From a commercial point of view, it makes sense that Maltese fishermen are not keen on dolphins, whom they see as competitors when it comes to hunting. But these mammals have also helped influence traditional fishing techniques. "Dolphins avoid shaded areas in the water, whereas lampuki seek them out, not least because of the protection they provide from intense sunlight," our expert explains. "Since ancient times, fishermen have employed a special fishing technique. Out of large palm leaves, they weave rafts that they set onto the water from their fishing boats and anchor with floats. This creates a shaded area to lure the lampuki. They sometimes also use dummy squid as bait.
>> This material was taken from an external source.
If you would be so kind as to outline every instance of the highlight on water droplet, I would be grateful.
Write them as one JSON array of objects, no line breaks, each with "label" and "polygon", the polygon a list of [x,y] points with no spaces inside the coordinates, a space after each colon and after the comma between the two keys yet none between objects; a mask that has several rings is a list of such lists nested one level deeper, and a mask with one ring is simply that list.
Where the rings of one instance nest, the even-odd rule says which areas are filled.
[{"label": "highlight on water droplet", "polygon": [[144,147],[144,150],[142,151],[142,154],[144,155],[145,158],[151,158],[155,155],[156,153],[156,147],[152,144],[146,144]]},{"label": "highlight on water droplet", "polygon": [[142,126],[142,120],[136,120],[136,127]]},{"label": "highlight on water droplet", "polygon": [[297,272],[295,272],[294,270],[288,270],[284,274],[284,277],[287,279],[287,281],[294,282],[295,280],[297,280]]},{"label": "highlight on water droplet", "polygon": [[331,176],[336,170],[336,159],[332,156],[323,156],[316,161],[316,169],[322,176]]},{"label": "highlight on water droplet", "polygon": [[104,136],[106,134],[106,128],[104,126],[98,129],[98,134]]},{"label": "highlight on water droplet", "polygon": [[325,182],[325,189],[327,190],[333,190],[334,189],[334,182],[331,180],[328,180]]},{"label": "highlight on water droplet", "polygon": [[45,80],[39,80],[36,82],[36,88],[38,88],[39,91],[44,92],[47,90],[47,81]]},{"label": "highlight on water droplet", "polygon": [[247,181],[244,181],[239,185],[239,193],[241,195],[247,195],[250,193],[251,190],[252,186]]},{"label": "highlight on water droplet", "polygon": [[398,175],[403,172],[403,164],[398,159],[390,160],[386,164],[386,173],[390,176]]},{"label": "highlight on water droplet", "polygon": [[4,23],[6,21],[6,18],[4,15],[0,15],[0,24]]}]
The lampuki are duped by this set-up and when they are present in sufficient numbers, the fishermen cast a net around them to catch them." This particular technique is known in Maltese as kannizati. As mentioned earlier, lampuki appear elsewhere in the world under various aliases. "In the Mediterranean, there is a large population of lampuki in an area south of Sicily. Around the islands of Pantelleria, Lampedusa, Linosa, Malta and Gozo, the warm water temperature is ideal for spawning and for the young to reach maturity. The water temperature is often 24°C to 32°C and rarely drops below 16°C," according to Keith Abela.

Lampuki at MICHELIN star Fernandõ Gastrotheque
Lampuki at MICHELIN star Fernandõ Gastrotheque

And what is the best way to eat this fish? "Traditionally, Maltesers prefer young specimens that are juicy, have a soft, pleasant, milky texture and don't taste fishy. Briefly fried or grilled, they have an exquisite flavour and texture. Larger fish have firmer flesh and can easily become dry, so they work well in fish soup, or simmered, for example, with onions, garlic, tomato, olives and herbs, accompanied by a potato dish. Baking them in a pie is therefore another classic. Some chefs serve raw lampuki Japanese-style as sashimi or sushi, or they batter the fish to make tempura. I have already experimented with turning it into katsuoboshi and processing poorer quality fish as you would canned tuna. I let it mature like that for a year, allowing it to develop an exquisite flavour and texture." The taste is still rather unfamiliar to the Maltese, who do not have a tradition of canning fish. But not to worry. From 15 August, with various classic recipes as well as contemporary ideas such as raw sliced tartare or carpaccio, there will be plenty of options. If you are curious to try lampuki, then head to Malta in October to enjoy this amazing fish – as well as some of the traditional festas and fireworks that Malta is famous for.